What’s really going on?

Let me preface this column by stating (again) that I am a not only a passionate fan, avid supporter and effusive admirer of Barack Obama, I am also one of his honest critics. I hope my past writings on the man have proven this enough. And yet, as I write this column, more than 1.1 million black males are languishing in jails, prisons and penitentiaries all over the U.S.A.; this is about half the number of black males incarcerated worldwide. And as I write this column, President Barack Obama has been in office for more than one hundred and one days. After I post this column, I would like to hear Mr. Obama talk more than 1.1 times, about what’s really going: relative to the state of black males in the USA. His silence on this issue is deafening.  

Figures from the Department of Prison Statistics, have been showing us for the past decade or so that the prison population keeps rising annually. More and more blacks (both male and female) continue to live in a seemingly non-ending cycle of revolving prison life. It is a national crisis. President Obama needs to address this like yesterday.

If 20% of all white males were in and out of prison during most of their lifetimes, then we would get some of national emergency declared immediately.  

Look, I know Barack Obama has spoken out loudly on something I like to call (and write about) the “missing father syndrome”; and that’s fine. It is true that too many black men have shirked their parental obligations. It is true that too many black men (and some Hispanic men also) have shied away from their moral and legal responsibilities to be decent fathers. And all this continues to heavily impact the communities of color all over the USA. Look, before I bring silly critics out of the woodwork, ready to attack this column, let me acknowledge that this issue is also problematic in the white population lately. However, it is nowhere close to being the problem in white-America as it is in communities of color.   

And yet very few leaders talk about the role that black women are playing in all this. It’s time to put black women on the hook also: we can’t continue to let them off. We cannot continue to apologize for their horrible choices. Through the years, I have always told my students that “life is all about the choices you make”. And further, that if you don’t develop yourself properly (intellectually), you will continually make bad choices in life.  

When you look at the rising HIV-infection rate amongst black women (half of all new cases in the past decade), we have to admit that the lack of individual responsibility, poor life-style choices, under-developed values, poor education choices, sexual promiscuity and the lack of valid support systems, are amongst the many factors that all in all continue to contribute to the metastasizing state of the overall black community. It’s not only about the missing fathers: it’s not.  

When two of three black kids are born outside of marriage, we have a recipe for disaster: given that all indicators put kids born out of wedlock at a higher risk for poverty, ill-health, prison, hardships and social deviancy. When two out of every five black men in this country aren’t working, try to figure out the social consequences; especially when one in five goes in and out of prison near all their adult life. Look; there is a silent crisis in the black community that many are trying to ignore: but silence is nothing other than death and destruction.  

In 2006 the Joint Economic Committee submitted a study (NY’s senior senator Charles Schumer/chairperson), that showed 37.7% of the black male population as chronically unemployed. Almost two out of every five blacks have major difficulty in maintaining a livelihood. So behind the recent unemployment numbers -which show the country going through an almost fifty year high in this area- there are harsher realities within the black community.  

The fact is unemployment has always been high amongst blacks, throughout recent history; especially amongst black teenagers. The only time every black person had work to do in this country, was during slavery. Just a few years ago, the Citizen Service Society in NYC did a survey which showed 48% of all black males being jobless on any given day. So if the national unemployment figure is somewhere around 9% these days: I say “whoop-de-damn-doo”. Black people would welcome that figure without a stir.

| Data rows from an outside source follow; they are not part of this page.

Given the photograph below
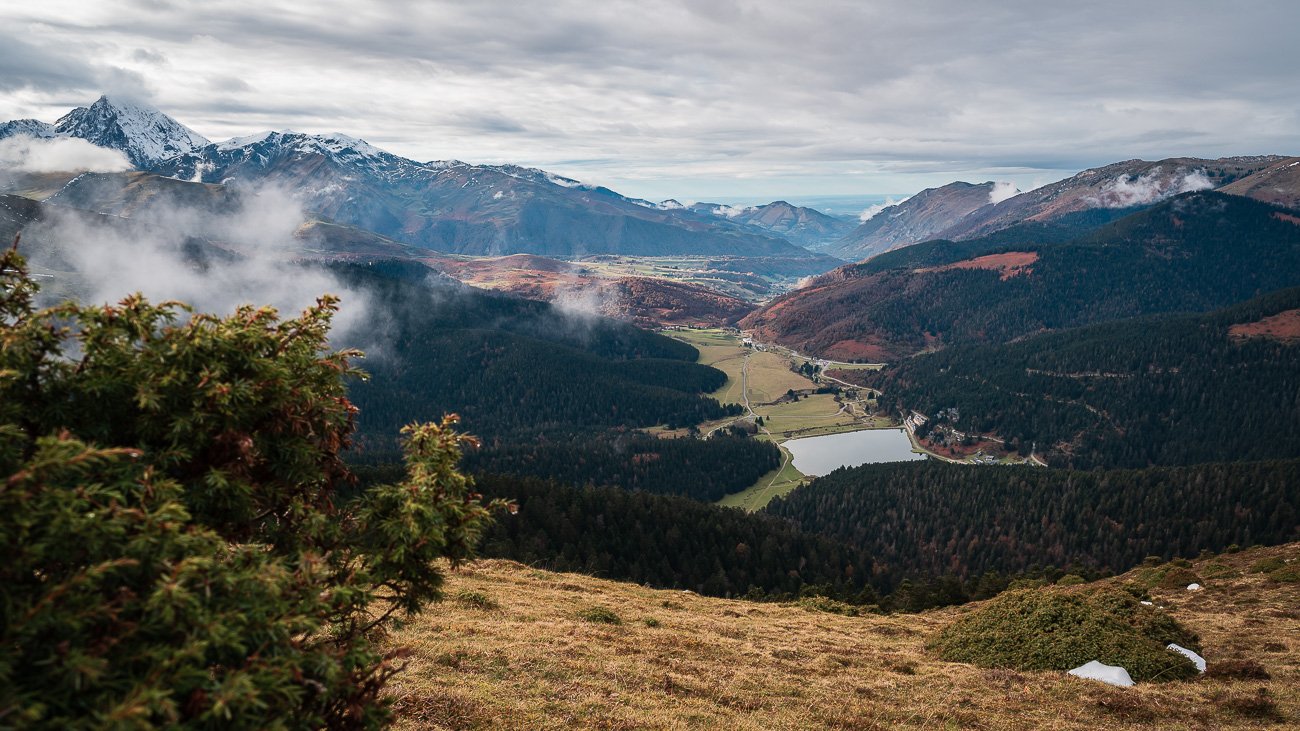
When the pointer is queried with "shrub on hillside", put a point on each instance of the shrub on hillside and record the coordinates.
(176, 548)
(1060, 630)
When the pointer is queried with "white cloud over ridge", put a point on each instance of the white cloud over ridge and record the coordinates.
(662, 98)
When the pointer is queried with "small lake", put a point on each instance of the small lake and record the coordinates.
(820, 455)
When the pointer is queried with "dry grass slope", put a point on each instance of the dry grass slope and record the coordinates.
(531, 657)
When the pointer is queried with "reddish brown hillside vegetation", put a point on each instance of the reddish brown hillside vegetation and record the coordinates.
(1010, 264)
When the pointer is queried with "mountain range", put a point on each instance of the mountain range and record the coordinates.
(962, 211)
(1196, 251)
(450, 206)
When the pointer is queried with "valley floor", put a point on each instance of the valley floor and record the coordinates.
(511, 649)
(759, 377)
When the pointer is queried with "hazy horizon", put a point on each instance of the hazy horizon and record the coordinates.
(745, 100)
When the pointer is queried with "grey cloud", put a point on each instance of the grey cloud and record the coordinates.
(744, 87)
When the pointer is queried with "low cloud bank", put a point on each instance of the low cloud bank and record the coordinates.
(213, 260)
(1155, 186)
(24, 154)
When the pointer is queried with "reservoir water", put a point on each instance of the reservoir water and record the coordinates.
(820, 455)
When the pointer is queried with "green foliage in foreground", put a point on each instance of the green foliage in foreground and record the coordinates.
(174, 553)
(1060, 630)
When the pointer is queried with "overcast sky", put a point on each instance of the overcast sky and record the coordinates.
(693, 99)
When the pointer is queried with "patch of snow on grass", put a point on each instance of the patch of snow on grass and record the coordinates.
(1112, 674)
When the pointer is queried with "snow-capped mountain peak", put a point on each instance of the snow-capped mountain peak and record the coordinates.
(143, 133)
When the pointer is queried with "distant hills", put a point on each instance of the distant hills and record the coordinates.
(962, 211)
(1196, 251)
(445, 206)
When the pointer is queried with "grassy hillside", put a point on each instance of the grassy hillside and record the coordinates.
(519, 648)
(1194, 252)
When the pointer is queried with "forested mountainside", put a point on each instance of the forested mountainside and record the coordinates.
(659, 540)
(1194, 252)
(446, 206)
(516, 368)
(922, 217)
(1153, 390)
(703, 470)
(937, 519)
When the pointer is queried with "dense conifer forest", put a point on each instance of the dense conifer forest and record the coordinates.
(934, 519)
(516, 368)
(705, 470)
(1156, 390)
(1194, 252)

Then we have the issue of gun violence in the black and Hispanic communities; Barack Obama has been avoiding this issue like the swine flu. Blacks make up one in every eight citizens of this country, and yet we make up one in every two victims of murder. So we are half the murder victims and half the prison population: both at the same time.  

And it all starts with education. Of all blacks who enter college, just around 22% eventually graduate. In Detroit, one in five black males will graduate from high school this year. In Chicago that number is around 35%. In NYC the graduation rate for black males is around 26%. Nationwide that number is about 42% (Short Foundation for Public Education/2006).   

And let’s go back even further; black males in kindergarten are 7 to 10 times more likely to get into trouble over behavioral issues than white males. And the criminalization of blacks starts as early as ages six or seven; that’s when some are arrested and prosecuted for crimes of all ilk and sizes.   

Barack Obama needs to start talking about all this right now. What are his ideas for solving the many revolving issues in the black communities? It’s more than just about giving lofty speeches on ‘race’ in Philadelphia (with no follow up); it’s about recognizing a big problem and facing it head on.  

And so you see, my patience is wearing thin. Barack needs to know that it isn’t only about bailouts, and economics, and Iraq, and Pakistan, and the economy (stupid), and same-sex marriage, and green jobs, and the middle-East, and the economy, and the Supreme Court, and so on and so on. It is time to address what’s going on in the communities of color all over this country. It’s way past time.